I'm trying to configure hive-site.xml
to have MySQL outside of the local MySQL on EMR. How can I modify an existing cluster configuration to add hive-site.xml
from S3?
2 Answers
I'm not sure what you mean by "add hive-site.xml from S3". If you're just looking to get the file off of S3 and into your conf directory, you can do that with the aws-cli while logged into your cluster,
aws s3 cp s3://path/to/hive-site.xml ~/conf
More detailed instructions on migrating an existing EMR cluster's Hive MetaStore to an external service like RDS can be found below
--
Setting up an existing EMR cluster to look at an outside MySQL database is very easy. First, you'll need to dump your MySQL database that's running on your Master node to keep your existing schema information. Assuming you've a large amount of ephemeral storage and your database socket is located at /var/lib/mysql/mysql.sock
:
mysqldump -S /var/lig/mysql/mysql.sock hive > /media/ephemeral0/backup.sql
Then you'll need to import this into your outside MySQL instance. If this is in RDS, you'll first need to create the hive
database and then import your data into it:
mysql -h rds_host -P 3306 -u rds_master_user -prds_password mysql -e "create database hive"
and,
mysql -h rds_host -P 3306 -u rds_master_user -prds_password hive < /media/ephemeral0/backup.sql
Next up, you'll need to create a user for hive to use. Log into your outside MySQL instance and execute the following statement (with a better username and password):
grant all privileges on hive.* to 'some_hive_user'@'%' identified by 'some_password'; flush privileges;
Lastly, create/make the same changes to hive-site.xml
as outlined in the documentation you cited (filling in the proper host, user, and password information) and restart your MetaStore. To restart your MetaStore, kill the already running MetaStore process and start a new one.
ps aux | grep MetaStore
kill pid
hive --service metastore&
If you are in EMR 3.x
, you can just use the method in the link you provide(using bootstrap action).
If you are in ERM 4.x+
, then that bootstrap action is not available. You could
- either add the custom properies thru
EMR --configuration
with axxx.json
file.

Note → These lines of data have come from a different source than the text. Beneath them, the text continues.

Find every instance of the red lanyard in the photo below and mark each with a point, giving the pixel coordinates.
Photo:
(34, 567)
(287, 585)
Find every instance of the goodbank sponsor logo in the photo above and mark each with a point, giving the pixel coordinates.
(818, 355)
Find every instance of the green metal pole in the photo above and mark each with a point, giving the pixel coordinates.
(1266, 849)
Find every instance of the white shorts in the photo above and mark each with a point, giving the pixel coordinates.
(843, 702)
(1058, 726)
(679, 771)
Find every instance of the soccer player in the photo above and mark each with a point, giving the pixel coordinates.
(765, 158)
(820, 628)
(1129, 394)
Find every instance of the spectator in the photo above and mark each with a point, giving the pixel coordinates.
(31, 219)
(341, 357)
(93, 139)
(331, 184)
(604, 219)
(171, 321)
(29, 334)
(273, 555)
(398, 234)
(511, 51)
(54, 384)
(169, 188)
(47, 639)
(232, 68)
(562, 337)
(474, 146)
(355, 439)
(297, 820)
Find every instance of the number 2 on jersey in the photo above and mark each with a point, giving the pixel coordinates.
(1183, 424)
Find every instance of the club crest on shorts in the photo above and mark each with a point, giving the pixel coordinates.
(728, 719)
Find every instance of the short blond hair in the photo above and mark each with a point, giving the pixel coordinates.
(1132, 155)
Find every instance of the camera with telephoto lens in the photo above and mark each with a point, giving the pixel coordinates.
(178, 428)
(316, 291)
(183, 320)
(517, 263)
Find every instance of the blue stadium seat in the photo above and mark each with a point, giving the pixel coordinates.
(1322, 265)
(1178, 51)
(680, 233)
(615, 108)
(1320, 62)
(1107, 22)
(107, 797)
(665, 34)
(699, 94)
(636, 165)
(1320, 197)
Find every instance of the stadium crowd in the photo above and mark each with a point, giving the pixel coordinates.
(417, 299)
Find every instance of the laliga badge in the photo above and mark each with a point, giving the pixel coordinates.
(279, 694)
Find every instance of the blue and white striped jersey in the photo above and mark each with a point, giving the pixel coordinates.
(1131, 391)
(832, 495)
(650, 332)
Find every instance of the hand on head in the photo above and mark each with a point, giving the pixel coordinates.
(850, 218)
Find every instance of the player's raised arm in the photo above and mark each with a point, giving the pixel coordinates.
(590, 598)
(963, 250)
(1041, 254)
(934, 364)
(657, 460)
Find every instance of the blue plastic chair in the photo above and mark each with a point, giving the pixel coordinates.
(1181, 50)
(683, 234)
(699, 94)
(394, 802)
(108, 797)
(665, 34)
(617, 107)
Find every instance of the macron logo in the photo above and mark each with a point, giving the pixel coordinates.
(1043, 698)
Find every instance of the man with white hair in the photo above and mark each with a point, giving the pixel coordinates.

The benefit is straightforward. The con is all the config properties you added this way will be on theaws web console
which is not ideal if you have things like metastore database credentials there since you are using external metastore. - or you add a
Step
after cluster is up to overwrite your hive.xml from S3, then anotherStep
to executesudo reload hive-server2
to restart hive server to get the new config.